To make matters even worse, he goes on sneer at the feeble efforts of real museums, and to mock several atheist billboard campaigns, posting examples of some of the worst. And the sad thing is — and you won't hear me saying this very often — Ken Ham is right. Real museums are strapped for cash, and most of their money is going into curating scientific collections and paying scientists to do work for them, while atheist organizations are actually small time compared to the multi-million dollar operating budget of a commercial enterprise like the Creation "Museum".
Ham doesn't have a clue about any of the things real museums do. When an NCSE spokesperson says he wishes more science museums could engage in this kind of promotion, Ham whimpers defensively.
You mean our government-funded (using our tax money) Smithsonian would not have a marketing budget as big as the marketing budget of the Creation Museum? And what about all the other secular museums (no doubt most are funded by our tax dollars) such as the Chicago Field Museum and New York Natural History Museum—and the many, many others!
The Smithsonian, the AMNH, and the Field Museum are not about marketing! They're institutions doing science. Ham is confused in thinking that his freak show exhibit and monument to bunkum is anything like those places. He does not have a museum, he owns a sideshow attraction!
The article reveals Ken Ham's ignorance in so many ways. He really doesn't understand the difference, and he doesn't comprehend why scientists might be worried about his campaign.
As of writing this blog post, an Associated Press article about our new dinosaur billboards has appeared on many news sites, including ABC News and the Washington Post. The AP article and many blogs indicate that secularists are concerned about them. Isn’t it amazing that they are so worried about one Creation Museum. Think of all the hundreds of secular museums and thousands of secular schools, colleges, and universities where evolution and millions of years are taught as fact—and the secularists are really worried AiG’s Creation Museum! That shows how insecure they really are. Secularists just can’t stand it when information they have censored from the public is being disseminated by us. And they don’t want people thinking for themselves; they want them to swallow their anti-God religion!

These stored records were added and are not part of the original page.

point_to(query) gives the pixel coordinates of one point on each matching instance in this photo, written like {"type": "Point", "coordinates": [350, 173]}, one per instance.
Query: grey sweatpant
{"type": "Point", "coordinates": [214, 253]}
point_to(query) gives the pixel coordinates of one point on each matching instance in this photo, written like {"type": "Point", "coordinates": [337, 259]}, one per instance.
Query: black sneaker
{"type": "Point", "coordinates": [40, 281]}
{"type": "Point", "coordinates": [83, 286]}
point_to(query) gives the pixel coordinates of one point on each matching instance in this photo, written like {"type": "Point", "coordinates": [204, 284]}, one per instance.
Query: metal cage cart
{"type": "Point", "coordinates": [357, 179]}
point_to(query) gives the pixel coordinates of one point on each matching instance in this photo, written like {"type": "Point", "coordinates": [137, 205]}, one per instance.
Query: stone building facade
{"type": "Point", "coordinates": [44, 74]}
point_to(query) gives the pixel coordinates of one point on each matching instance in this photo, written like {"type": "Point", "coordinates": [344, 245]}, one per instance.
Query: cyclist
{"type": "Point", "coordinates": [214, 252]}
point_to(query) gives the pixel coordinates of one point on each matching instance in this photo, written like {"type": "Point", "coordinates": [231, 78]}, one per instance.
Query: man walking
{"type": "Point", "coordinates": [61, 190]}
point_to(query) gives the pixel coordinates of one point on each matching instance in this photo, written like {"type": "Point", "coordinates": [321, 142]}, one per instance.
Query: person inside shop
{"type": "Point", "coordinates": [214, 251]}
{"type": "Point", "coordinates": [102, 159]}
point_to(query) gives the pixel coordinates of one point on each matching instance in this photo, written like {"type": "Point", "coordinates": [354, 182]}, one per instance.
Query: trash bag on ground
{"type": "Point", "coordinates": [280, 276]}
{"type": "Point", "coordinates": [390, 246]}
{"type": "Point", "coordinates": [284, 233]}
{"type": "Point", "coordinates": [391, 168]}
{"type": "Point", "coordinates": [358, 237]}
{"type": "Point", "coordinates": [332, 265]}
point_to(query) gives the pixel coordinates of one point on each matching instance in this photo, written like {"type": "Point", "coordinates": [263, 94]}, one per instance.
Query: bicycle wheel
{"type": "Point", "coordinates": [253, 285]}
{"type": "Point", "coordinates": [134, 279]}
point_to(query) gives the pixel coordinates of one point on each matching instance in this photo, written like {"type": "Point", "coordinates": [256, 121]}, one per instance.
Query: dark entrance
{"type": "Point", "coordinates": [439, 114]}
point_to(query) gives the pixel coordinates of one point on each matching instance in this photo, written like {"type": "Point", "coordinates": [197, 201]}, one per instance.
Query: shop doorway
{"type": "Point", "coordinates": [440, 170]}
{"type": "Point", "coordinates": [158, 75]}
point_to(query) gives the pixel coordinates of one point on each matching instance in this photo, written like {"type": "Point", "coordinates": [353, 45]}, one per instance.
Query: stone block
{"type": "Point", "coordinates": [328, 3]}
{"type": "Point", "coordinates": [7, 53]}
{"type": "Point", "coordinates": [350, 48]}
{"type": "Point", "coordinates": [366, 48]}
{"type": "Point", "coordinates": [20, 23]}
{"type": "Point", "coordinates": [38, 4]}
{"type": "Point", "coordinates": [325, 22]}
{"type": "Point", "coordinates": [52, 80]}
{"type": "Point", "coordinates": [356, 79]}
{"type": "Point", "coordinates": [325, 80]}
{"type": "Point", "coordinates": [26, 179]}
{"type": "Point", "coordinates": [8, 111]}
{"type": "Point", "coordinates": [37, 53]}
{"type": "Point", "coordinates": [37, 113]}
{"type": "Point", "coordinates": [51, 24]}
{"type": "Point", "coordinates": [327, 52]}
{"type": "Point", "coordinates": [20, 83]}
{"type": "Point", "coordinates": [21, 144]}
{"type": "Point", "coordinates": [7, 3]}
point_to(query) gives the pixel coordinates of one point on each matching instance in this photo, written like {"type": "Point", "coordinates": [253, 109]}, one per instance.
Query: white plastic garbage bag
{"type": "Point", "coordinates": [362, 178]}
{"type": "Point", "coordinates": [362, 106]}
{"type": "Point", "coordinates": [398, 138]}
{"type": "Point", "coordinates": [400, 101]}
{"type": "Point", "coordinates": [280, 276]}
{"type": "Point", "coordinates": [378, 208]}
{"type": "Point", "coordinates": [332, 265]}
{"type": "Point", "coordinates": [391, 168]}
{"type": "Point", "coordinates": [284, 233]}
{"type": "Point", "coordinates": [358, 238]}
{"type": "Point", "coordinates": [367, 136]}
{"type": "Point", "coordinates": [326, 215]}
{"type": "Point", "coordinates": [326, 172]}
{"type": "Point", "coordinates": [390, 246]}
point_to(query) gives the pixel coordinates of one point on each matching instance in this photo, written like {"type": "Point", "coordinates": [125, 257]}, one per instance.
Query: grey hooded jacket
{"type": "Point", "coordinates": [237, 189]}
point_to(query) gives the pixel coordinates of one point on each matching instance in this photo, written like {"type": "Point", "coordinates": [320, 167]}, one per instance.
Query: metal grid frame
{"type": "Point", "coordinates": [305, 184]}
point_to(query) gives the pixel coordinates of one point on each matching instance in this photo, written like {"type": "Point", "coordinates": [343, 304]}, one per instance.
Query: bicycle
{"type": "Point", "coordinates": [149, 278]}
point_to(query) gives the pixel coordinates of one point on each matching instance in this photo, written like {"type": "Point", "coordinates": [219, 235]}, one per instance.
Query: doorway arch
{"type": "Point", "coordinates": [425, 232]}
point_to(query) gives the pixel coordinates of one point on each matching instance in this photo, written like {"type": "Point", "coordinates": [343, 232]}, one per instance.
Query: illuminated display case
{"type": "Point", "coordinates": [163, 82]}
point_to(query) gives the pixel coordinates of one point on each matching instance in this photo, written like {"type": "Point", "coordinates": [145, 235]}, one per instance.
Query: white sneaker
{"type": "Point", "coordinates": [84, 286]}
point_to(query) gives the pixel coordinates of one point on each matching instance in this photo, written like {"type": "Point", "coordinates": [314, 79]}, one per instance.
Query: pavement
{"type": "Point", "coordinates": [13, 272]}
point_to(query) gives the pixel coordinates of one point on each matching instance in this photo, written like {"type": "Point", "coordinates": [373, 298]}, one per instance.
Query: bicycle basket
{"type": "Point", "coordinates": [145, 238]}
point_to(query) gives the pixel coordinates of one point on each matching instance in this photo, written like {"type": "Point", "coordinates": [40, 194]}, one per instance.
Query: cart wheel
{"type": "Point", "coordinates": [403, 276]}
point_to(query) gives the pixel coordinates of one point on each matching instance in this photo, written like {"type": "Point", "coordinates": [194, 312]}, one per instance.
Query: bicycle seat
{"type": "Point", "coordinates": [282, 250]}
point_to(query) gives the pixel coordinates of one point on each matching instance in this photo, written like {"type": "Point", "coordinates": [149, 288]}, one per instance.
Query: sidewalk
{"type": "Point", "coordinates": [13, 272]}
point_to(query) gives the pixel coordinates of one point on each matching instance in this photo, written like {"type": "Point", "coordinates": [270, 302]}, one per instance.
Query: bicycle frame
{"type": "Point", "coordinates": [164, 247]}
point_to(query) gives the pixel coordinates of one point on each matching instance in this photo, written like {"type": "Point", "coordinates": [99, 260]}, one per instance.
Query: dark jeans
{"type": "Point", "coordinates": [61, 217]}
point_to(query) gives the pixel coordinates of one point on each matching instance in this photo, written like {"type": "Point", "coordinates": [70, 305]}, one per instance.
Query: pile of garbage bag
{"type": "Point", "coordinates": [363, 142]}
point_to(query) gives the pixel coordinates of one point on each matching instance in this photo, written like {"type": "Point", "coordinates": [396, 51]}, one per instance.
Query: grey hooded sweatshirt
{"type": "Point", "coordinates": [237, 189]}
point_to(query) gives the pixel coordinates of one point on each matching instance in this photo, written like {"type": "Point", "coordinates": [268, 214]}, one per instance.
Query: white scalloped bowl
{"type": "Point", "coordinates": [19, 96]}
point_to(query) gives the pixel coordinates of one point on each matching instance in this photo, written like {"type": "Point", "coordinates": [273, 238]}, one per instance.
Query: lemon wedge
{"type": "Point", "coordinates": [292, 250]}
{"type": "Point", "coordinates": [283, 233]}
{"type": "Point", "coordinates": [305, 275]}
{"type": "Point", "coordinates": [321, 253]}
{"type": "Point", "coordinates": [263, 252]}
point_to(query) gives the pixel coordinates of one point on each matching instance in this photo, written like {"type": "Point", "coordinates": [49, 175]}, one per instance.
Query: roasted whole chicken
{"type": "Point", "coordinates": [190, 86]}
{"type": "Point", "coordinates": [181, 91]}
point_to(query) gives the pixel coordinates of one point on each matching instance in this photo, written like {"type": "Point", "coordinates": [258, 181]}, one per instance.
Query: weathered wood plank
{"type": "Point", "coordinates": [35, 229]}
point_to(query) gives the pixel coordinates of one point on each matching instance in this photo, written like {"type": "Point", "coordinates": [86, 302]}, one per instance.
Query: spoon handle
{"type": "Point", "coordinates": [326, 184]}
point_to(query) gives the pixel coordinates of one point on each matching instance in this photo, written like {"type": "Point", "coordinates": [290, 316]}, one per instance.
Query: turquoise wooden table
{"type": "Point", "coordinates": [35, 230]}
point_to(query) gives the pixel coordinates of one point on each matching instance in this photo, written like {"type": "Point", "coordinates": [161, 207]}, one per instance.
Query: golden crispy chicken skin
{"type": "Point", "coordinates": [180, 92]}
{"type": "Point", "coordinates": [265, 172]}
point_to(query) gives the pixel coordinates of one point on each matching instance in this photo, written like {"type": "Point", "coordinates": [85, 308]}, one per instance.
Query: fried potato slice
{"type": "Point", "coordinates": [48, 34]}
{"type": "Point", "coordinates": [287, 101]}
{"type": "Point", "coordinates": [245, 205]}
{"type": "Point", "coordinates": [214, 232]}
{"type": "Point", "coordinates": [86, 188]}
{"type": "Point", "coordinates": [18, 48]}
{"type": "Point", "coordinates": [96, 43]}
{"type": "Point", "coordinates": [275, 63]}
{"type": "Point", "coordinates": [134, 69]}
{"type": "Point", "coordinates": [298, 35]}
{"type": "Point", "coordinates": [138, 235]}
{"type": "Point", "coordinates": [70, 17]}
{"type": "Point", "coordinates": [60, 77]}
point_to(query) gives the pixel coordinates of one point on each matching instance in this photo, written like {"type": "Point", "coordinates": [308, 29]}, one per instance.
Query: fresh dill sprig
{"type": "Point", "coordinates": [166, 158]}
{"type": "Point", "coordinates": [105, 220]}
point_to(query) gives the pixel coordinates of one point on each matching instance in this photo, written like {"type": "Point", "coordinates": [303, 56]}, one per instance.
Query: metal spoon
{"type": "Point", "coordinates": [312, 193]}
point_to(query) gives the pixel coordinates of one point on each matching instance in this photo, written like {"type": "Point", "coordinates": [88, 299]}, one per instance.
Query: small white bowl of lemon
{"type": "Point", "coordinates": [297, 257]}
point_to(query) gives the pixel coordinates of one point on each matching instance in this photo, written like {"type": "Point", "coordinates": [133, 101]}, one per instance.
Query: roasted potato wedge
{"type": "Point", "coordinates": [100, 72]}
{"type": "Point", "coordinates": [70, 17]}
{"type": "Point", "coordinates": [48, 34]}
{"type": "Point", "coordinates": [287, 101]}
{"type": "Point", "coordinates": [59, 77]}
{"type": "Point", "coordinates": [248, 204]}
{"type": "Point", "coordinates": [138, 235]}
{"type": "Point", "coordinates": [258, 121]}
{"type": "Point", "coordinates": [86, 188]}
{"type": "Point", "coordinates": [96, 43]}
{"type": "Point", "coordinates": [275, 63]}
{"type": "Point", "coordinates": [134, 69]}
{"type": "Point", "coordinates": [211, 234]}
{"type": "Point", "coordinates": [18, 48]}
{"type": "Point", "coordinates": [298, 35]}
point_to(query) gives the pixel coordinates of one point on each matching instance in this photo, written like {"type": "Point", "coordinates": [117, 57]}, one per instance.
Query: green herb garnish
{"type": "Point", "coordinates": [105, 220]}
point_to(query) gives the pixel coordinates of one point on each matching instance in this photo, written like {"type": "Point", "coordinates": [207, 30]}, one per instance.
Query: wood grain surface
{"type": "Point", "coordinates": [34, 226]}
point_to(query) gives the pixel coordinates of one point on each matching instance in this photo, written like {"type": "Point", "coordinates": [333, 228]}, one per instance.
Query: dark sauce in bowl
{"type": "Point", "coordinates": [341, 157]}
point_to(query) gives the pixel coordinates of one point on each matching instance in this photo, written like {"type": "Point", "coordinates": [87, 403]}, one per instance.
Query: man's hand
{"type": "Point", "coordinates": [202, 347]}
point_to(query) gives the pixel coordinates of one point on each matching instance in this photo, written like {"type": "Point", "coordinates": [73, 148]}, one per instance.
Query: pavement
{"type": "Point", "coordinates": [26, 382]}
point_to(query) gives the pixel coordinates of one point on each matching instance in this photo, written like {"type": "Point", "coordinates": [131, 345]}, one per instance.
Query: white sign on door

Those billboards and his "museum" are not disseminating censored information. Information about creationism is freely available all over, and gets routinely spread in a common American institution, church. We are worried because Ken Ham is spending buckets of money disseminating slickly-produced lies, while scientists are trying to do science. Lies are cheap and easy; the truth is harder to come by. That he follows the cheap and easy route means he has more money to sink into public relations.
We're not worried that Ken Ham has some uncomfortable truth that he's getting across to people. We're worried that he's an effective charlatan.
And really, it's easy to see what a lying fraud he is. Did you notice one of the billboards in that montage above?
Yeah. Ken Ham claims that fire-breathing dragons were real.
*Well, actually, if Ken Ham were right, these are historic creatures that lived within the last 6,000 years.
Ufff... I guess these guys think "The Flinstones" is actually a science documentary. WTF!
Economy in half of the countries of the world is in one way or the other powered by theism. It's all up to the people ;)
Religion already has the best product imaginable: eternal life; and now they've added dinosaurs to their product line. It doesn't get much better than that.
Nah, they don't have any pirates.
Pirates ON DINOSAURS!!!
Wow, dragons! At a museum! I have been duped all my life!
A Nordic creation myth museum should set up shop across the street as competition. Because if box office figures are any indication (i.e. the Lord of the Rings vs. Jurassic Park franchises), giants, dwarves and ogres are a bigger draw than dinosaurs
Why did my comment disappear?
I'll pray to Richard Dawkins and conduct quiet time with my God Delusion more fervently in hopes that the museum will miraculously transform into a real museum.
Ken Hambone should put his brain up on a billboard to show the process of evolution from slime mold to deranged ossification by religion.
Do these IDiots get a religious, charitable, or educational tax break?
501(c)3 all the way, baby -- tax dollars indirectly fund every aspect of this ode to ignorance.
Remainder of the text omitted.